Dire que l’on aime l’es­prit d’équipe sont des mots, avoir l’at­ti­tude qui le confirme en est un autre, enfin agir pour y parvenir sur le court semble être un luxe. Dans le double, il y a eu « faute profes­sion­nelle ». Dans ce dernier simple de dimanche, il y a eu faute de « gnaque ». J’ai lu avec atten­tion vos commen­taires. Dès vendredi, un de vous signa­lait avec beau­coup de finesse que « joueur de Coupe Davis » ça ne s’in­vente pas. 

Force est de constater que les faits sont là. Jouer pour l’autre, prendre la mesure de l’évè­ne­ment, c’est un art. Y mettre toute sa rage, c’est une forme d’édu­ca­tion. Alors parce que les mots font mal, on peut clai­re­ment dire que notre tennis, celui bleu blanc rouge, est victime de sa « bour­geoisie » et de son opulence. 

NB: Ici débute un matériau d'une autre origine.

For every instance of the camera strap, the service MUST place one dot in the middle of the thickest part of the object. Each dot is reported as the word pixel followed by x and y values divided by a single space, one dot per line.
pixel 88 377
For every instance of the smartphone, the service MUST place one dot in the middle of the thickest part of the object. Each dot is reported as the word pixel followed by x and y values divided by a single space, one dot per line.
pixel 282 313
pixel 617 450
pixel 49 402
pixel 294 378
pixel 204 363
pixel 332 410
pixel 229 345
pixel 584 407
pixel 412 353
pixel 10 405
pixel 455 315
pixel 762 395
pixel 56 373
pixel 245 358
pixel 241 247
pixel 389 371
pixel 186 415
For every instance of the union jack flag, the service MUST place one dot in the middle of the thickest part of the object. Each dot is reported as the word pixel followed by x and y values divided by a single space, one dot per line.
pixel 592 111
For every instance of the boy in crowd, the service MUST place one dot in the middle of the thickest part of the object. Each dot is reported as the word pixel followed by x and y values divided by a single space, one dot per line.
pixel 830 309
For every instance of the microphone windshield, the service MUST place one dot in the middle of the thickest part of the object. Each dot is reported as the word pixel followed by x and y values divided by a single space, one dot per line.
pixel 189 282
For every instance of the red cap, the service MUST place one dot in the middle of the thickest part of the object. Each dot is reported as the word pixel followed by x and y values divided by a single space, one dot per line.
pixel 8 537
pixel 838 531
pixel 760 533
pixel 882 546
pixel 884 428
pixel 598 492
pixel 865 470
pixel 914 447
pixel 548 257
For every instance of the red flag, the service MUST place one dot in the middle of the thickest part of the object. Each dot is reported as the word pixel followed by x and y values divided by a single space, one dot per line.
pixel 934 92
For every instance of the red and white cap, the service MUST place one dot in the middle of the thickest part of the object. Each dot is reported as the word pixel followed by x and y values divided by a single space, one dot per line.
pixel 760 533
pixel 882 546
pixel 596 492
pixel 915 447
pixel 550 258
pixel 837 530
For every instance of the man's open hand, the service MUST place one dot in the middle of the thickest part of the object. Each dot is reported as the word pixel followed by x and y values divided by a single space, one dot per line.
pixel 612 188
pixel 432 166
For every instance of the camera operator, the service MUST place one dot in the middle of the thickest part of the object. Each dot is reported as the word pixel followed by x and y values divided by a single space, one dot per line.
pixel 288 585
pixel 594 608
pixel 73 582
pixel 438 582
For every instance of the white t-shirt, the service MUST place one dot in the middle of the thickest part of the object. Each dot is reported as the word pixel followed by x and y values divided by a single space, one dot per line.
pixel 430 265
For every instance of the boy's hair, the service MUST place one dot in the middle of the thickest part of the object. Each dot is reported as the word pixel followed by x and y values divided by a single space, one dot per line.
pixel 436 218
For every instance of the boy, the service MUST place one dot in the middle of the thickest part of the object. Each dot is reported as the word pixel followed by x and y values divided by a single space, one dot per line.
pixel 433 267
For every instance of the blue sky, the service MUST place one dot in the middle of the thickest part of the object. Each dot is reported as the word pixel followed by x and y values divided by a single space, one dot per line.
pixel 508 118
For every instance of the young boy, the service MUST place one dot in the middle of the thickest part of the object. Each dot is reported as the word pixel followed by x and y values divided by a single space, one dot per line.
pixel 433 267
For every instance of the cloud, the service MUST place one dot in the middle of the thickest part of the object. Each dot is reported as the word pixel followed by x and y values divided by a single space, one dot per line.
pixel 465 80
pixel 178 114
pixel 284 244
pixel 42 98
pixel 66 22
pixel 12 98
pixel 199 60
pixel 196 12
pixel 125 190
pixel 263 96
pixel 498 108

Cela aussi c’est un constat tout à fait clair­voyant. Et comme vous l’ex­pli­quiez encore il est presque ridi­cule de constater qu’avec des joueurs de ce niveau mondial les Bleus n’aient parti­cipé qu’à une seule finale. Parler d’Escudé ce soir est aussi un vrai sujet, le frisson de ses exploits en Australie comme la fin de match de Boetsh en Suède confirment qu’il fut un temps où cette épreuve était un vraie moment de vérité, de passion, d’envie, presque de folie. 

Si j’avais faci­le­ment pronos­tiqué que l’issue de ce duel aurait lieu tard dimanche soir (NDLR : Mon rédac‐chef est témoin), je savais aussi que si Gilles Simon rentre­rait sur le court, je ne pourrai rester long­temps devant ma télé. Alors est‐ce que Julien aurait fait mieux, on veut juste croire que oui…Mais cela ne change rien, pas plus que s’en prendre à Gillou. Car on le répète on est joueur de Coupe Davis ou pas. Et pour l’ins­tant chez les Bleus, ils ne sont que deux, Jo et un certain la « Monf ».